If someone thinks they may be suffering from Rheumatoid Arthritis, what should their first step be?

They should see a rheumatologist.

The earlier they can initiate disease modifying therapy, the greater their opportunity prevents things like bone destruction and crippling. 

Unfortunately, we see a lot of patients who’ve gone to their primary care doctor who have received medicines that comfort the pain and allow them to persevere, but by the time they make it to us, they’re past the point of no return.

The sooner one can get an accurate diagnosis, the better.

What preventative measures can we take to avoid Rheumatoid Arthritis?

Rheumatoid is primarily passed down through genetics. Though you can’t run from your gene pool, there is also a combination of outside factors that can encourage it.

Patients who smoke are at a greater risk for the disease, because smoking encourages inflammation. Additionally, patients who are overweight because of poor dietary choices are at a greater risk because of similar reasons.
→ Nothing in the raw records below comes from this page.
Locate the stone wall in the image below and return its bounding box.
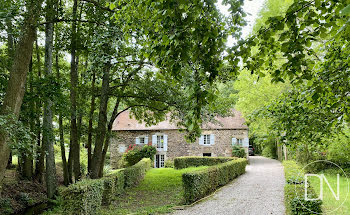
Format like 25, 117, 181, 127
110, 130, 248, 168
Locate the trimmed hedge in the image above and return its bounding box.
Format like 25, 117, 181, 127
60, 158, 151, 215
124, 158, 152, 188
283, 161, 322, 215
182, 158, 247, 204
61, 179, 104, 215
174, 156, 237, 169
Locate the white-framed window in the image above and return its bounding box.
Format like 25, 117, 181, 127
152, 134, 168, 151
157, 135, 164, 149
203, 134, 210, 145
140, 137, 146, 144
135, 136, 148, 145
232, 137, 249, 147
199, 134, 215, 146
154, 154, 165, 168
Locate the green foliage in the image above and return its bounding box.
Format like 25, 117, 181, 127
124, 158, 152, 188
283, 160, 304, 184
284, 184, 322, 215
174, 156, 236, 169
324, 127, 350, 168
261, 140, 277, 159
123, 144, 157, 166
60, 158, 152, 215
60, 179, 104, 215
182, 158, 247, 204
283, 160, 322, 215
0, 114, 35, 157
0, 197, 13, 215
232, 146, 247, 158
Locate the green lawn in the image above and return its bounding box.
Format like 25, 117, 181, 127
310, 174, 350, 215
99, 167, 207, 215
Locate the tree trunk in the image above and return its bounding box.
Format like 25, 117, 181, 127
90, 64, 110, 178
68, 0, 81, 180
6, 152, 12, 169
56, 51, 72, 186
0, 0, 42, 183
20, 57, 34, 180
86, 71, 96, 174
35, 40, 45, 183
43, 0, 57, 199
99, 96, 121, 177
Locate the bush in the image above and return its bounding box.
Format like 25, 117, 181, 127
232, 146, 247, 158
123, 144, 157, 166
0, 197, 13, 215
60, 158, 151, 215
174, 156, 237, 169
284, 184, 322, 215
182, 158, 247, 204
60, 179, 104, 215
283, 161, 322, 215
124, 158, 152, 187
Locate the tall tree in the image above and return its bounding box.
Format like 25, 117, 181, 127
0, 0, 42, 185
68, 0, 81, 180
42, 0, 56, 198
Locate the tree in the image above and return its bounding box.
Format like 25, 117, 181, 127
42, 0, 56, 198
0, 0, 42, 185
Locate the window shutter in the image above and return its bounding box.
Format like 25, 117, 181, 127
232, 137, 237, 146
199, 135, 204, 145
152, 135, 157, 147
243, 137, 249, 148
164, 134, 168, 151
210, 134, 215, 145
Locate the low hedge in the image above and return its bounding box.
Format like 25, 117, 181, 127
182, 158, 247, 204
174, 156, 237, 169
60, 158, 151, 215
60, 179, 104, 215
124, 158, 152, 188
283, 161, 322, 215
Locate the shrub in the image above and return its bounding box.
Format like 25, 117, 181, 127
60, 179, 104, 215
182, 158, 247, 204
123, 144, 157, 166
124, 158, 152, 187
232, 146, 247, 158
284, 184, 322, 215
106, 169, 125, 196
174, 156, 236, 169
283, 161, 322, 215
0, 197, 13, 214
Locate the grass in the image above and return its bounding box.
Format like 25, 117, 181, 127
310, 174, 350, 215
99, 167, 207, 215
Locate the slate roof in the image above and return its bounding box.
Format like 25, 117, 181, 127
112, 110, 248, 131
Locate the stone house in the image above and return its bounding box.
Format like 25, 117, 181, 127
110, 110, 249, 168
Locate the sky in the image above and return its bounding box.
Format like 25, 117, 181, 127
217, 0, 265, 46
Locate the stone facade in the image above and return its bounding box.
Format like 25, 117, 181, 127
110, 129, 248, 168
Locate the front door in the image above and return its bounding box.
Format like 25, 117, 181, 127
155, 154, 165, 168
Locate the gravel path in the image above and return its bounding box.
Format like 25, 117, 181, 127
173, 156, 285, 215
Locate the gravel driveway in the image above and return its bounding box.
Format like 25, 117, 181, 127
173, 156, 285, 215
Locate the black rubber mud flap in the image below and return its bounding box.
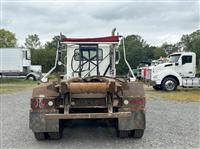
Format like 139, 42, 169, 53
48, 132, 62, 140
117, 130, 131, 138
132, 129, 144, 139
34, 132, 46, 141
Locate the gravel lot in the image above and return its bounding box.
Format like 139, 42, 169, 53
0, 91, 200, 149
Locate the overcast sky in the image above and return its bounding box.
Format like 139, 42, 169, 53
1, 0, 200, 45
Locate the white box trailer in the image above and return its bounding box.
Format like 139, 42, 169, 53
0, 48, 41, 80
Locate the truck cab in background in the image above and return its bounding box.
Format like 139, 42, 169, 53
0, 48, 42, 80
145, 52, 200, 91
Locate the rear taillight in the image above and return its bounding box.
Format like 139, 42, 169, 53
31, 98, 48, 109
31, 99, 39, 109
129, 99, 145, 105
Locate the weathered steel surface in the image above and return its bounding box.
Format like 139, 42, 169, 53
29, 111, 59, 132
46, 112, 131, 119
69, 82, 109, 93
118, 83, 146, 130
32, 84, 59, 97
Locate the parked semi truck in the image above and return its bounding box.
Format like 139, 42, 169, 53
0, 48, 42, 80
145, 52, 200, 91
30, 30, 145, 140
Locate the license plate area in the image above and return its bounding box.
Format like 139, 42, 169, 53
71, 98, 107, 108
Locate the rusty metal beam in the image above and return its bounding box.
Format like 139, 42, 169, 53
45, 112, 131, 119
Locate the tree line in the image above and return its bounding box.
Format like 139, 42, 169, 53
0, 29, 200, 75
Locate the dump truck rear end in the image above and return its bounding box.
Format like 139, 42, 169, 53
30, 32, 145, 140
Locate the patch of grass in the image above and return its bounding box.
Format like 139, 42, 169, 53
0, 78, 37, 93
144, 86, 200, 102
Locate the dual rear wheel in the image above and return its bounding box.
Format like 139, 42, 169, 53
118, 129, 144, 139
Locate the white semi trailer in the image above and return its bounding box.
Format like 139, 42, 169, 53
0, 48, 42, 80
145, 52, 200, 91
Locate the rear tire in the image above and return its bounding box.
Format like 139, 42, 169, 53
26, 75, 36, 81
153, 85, 161, 91
133, 129, 144, 139
34, 132, 46, 141
162, 77, 178, 91
117, 130, 131, 138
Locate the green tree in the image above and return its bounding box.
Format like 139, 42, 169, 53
0, 29, 17, 48
24, 34, 41, 49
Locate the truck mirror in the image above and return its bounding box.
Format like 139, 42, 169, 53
58, 61, 63, 66
115, 50, 120, 64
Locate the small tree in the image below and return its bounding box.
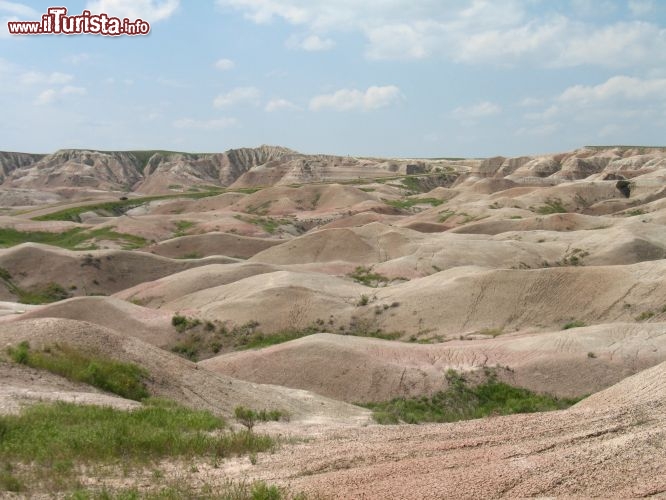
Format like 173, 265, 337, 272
234, 406, 257, 432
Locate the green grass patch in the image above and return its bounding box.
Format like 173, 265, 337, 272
0, 227, 147, 250
67, 480, 296, 500
7, 342, 150, 401
33, 189, 224, 222
536, 198, 568, 215
347, 266, 391, 288
0, 402, 223, 464
173, 220, 194, 238
364, 370, 579, 424
384, 198, 444, 210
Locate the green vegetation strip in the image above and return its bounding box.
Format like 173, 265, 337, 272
363, 370, 580, 424
536, 199, 568, 215
384, 198, 444, 209
7, 342, 150, 401
0, 227, 147, 250
0, 267, 70, 305
67, 480, 296, 500
33, 189, 225, 222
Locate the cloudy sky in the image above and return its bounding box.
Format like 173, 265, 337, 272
0, 0, 666, 157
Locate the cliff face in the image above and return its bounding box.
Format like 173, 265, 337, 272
0, 146, 294, 193
0, 146, 666, 194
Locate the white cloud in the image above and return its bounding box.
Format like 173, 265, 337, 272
35, 89, 58, 106
310, 85, 401, 111
453, 101, 502, 120
213, 87, 261, 108
265, 99, 300, 113
629, 0, 657, 17
217, 0, 666, 67
215, 59, 236, 71
172, 118, 238, 130
86, 0, 180, 22
60, 85, 87, 95
518, 97, 543, 108
19, 71, 74, 85
287, 35, 335, 52
63, 52, 90, 66
559, 75, 666, 105
35, 85, 87, 106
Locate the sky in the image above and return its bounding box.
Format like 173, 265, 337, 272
0, 0, 666, 158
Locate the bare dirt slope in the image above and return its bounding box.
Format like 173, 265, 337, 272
146, 232, 281, 259
200, 323, 666, 402
222, 363, 666, 499
0, 243, 236, 296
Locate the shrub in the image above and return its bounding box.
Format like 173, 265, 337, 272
234, 406, 257, 432
562, 319, 586, 330
364, 370, 578, 424
536, 198, 567, 215
234, 406, 289, 431
348, 266, 391, 288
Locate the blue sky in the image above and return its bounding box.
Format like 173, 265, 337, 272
0, 0, 666, 157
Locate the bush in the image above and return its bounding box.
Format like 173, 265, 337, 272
364, 370, 578, 424
348, 266, 391, 288
234, 406, 289, 431
234, 406, 257, 432
537, 198, 568, 215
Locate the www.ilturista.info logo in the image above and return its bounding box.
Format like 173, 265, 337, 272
7, 7, 150, 36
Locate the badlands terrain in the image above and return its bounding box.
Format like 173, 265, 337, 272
0, 146, 666, 498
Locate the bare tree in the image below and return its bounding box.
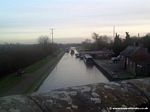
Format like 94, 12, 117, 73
38, 36, 50, 46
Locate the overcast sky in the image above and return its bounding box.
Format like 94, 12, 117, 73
0, 0, 150, 42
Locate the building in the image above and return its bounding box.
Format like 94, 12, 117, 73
120, 46, 150, 76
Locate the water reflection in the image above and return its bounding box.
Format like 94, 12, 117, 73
37, 53, 108, 92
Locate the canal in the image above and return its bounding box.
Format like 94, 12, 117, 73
37, 53, 108, 93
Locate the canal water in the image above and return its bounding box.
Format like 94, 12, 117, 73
37, 53, 108, 93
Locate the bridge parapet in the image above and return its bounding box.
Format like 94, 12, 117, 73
0, 78, 150, 112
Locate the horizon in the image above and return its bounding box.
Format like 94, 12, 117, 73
0, 0, 150, 43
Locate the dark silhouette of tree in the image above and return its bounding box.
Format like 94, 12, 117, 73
92, 33, 111, 50
124, 32, 132, 48
38, 36, 50, 46
113, 33, 122, 55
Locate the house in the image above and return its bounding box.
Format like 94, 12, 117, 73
120, 46, 150, 76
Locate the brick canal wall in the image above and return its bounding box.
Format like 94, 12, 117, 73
0, 78, 150, 112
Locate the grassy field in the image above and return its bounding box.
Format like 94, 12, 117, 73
0, 53, 64, 96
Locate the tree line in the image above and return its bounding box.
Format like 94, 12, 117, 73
82, 32, 150, 55
0, 36, 59, 77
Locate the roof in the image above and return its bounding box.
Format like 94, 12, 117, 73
120, 46, 150, 63
120, 46, 140, 57
84, 54, 92, 59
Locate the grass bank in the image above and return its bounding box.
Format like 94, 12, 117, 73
0, 52, 64, 96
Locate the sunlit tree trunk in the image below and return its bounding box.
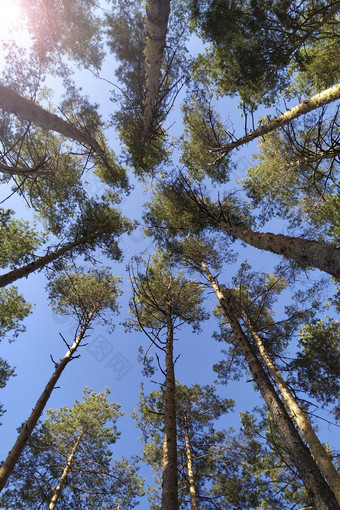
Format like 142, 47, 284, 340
0, 230, 102, 287
214, 83, 340, 161
218, 220, 340, 278
183, 406, 198, 510
144, 0, 170, 137
242, 310, 340, 504
0, 84, 102, 154
162, 303, 178, 510
201, 261, 340, 510
0, 309, 96, 491
48, 428, 84, 510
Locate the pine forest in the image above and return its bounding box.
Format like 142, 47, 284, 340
0, 0, 340, 510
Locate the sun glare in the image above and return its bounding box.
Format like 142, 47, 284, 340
0, 0, 27, 44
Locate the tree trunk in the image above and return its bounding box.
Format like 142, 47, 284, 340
0, 230, 103, 288
48, 427, 84, 510
0, 309, 95, 491
162, 304, 178, 510
242, 310, 340, 504
201, 262, 340, 510
0, 84, 103, 155
217, 220, 340, 279
183, 406, 198, 510
144, 0, 170, 138
212, 83, 340, 158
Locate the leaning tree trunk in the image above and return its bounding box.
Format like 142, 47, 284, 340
183, 406, 198, 510
212, 83, 340, 163
0, 309, 96, 491
242, 310, 340, 504
0, 230, 103, 288
162, 303, 178, 510
48, 427, 85, 510
144, 0, 170, 138
201, 261, 340, 510
217, 220, 340, 278
0, 84, 103, 155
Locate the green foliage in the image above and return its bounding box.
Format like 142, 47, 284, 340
1, 388, 142, 510
243, 110, 339, 235
48, 268, 120, 320
291, 317, 340, 410
189, 0, 339, 109
0, 209, 43, 269
0, 287, 32, 341
130, 251, 208, 331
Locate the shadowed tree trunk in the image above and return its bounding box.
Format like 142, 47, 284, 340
0, 230, 103, 288
0, 309, 96, 491
48, 427, 85, 510
212, 82, 340, 163
183, 405, 198, 510
217, 220, 340, 278
242, 310, 340, 504
201, 261, 340, 510
0, 84, 103, 155
144, 0, 170, 135
162, 303, 178, 510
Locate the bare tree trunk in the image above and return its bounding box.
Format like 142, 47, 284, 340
218, 220, 340, 278
144, 0, 170, 138
48, 427, 84, 510
0, 84, 103, 155
242, 310, 340, 504
0, 309, 96, 491
162, 303, 178, 510
212, 83, 340, 159
183, 406, 198, 510
201, 261, 340, 510
0, 230, 103, 288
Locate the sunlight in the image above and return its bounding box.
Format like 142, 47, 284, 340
0, 0, 28, 45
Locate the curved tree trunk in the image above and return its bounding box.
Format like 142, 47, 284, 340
0, 84, 103, 155
212, 83, 340, 159
144, 0, 170, 138
162, 304, 178, 510
217, 220, 340, 278
242, 311, 340, 504
183, 406, 198, 510
201, 261, 340, 510
0, 230, 103, 288
48, 427, 84, 510
0, 309, 96, 491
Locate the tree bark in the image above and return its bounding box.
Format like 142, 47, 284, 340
201, 261, 340, 510
0, 84, 103, 155
144, 0, 170, 138
183, 406, 198, 510
212, 83, 340, 158
0, 230, 103, 288
48, 427, 84, 510
217, 220, 340, 279
242, 310, 340, 504
0, 309, 96, 491
162, 304, 178, 510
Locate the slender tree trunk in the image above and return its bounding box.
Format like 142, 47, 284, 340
48, 427, 84, 510
242, 311, 340, 504
0, 84, 103, 155
162, 304, 178, 510
0, 309, 95, 491
201, 262, 340, 510
183, 406, 198, 510
218, 220, 340, 278
144, 0, 170, 138
212, 83, 340, 158
0, 230, 103, 288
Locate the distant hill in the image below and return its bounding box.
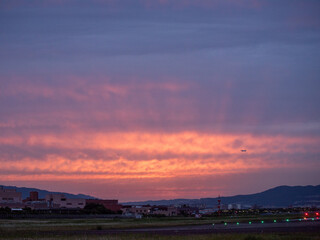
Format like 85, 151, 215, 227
0, 185, 96, 199
122, 185, 320, 208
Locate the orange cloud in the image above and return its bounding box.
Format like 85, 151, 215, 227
0, 132, 319, 183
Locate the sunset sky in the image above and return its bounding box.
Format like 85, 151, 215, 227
0, 0, 320, 202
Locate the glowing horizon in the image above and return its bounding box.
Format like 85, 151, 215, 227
0, 0, 320, 201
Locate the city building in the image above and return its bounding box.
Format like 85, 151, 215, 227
46, 193, 86, 209
86, 199, 122, 212
0, 186, 22, 203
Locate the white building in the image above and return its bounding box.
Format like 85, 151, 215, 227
46, 193, 86, 209
0, 186, 22, 203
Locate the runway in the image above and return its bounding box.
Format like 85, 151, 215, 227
109, 221, 320, 235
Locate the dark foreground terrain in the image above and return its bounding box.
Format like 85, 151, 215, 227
0, 219, 320, 240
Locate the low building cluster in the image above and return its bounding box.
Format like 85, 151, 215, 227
121, 205, 179, 217
0, 187, 121, 212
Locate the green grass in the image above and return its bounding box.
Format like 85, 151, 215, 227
0, 216, 320, 240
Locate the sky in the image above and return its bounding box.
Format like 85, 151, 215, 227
0, 0, 320, 202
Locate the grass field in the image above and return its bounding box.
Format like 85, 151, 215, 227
0, 216, 320, 240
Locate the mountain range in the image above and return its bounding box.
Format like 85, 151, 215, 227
0, 185, 320, 208
0, 185, 96, 199
122, 185, 320, 208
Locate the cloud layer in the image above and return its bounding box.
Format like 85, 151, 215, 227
0, 0, 320, 200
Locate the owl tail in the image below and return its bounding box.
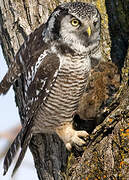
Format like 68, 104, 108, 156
0, 62, 21, 95
3, 123, 32, 176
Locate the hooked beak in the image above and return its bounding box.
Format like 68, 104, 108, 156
86, 26, 91, 37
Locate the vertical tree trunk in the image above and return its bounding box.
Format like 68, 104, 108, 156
0, 0, 129, 180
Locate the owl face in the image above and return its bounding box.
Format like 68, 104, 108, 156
43, 2, 100, 52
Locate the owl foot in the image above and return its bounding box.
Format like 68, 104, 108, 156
56, 122, 89, 151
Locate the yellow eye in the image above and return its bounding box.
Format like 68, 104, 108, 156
71, 19, 79, 27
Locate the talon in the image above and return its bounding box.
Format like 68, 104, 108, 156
56, 123, 88, 151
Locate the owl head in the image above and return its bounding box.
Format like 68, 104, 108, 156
42, 2, 100, 52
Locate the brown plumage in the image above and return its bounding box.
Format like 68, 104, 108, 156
0, 2, 101, 174
77, 61, 120, 120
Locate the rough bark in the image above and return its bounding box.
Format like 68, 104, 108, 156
0, 0, 129, 180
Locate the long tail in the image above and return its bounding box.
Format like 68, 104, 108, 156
3, 123, 32, 176
0, 61, 21, 95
There are definitely social and self-care measures that help in preventing R.A. early on that can only help in avoiding inflammation, like eating well, exercising, and practicing self-care measures for the body and mind.

When it comes down to it, the key to detecting and treating Rheumatoid Arthritis is early diagnosis and treatment. If you do that, you’re on the right track to a good prognosis.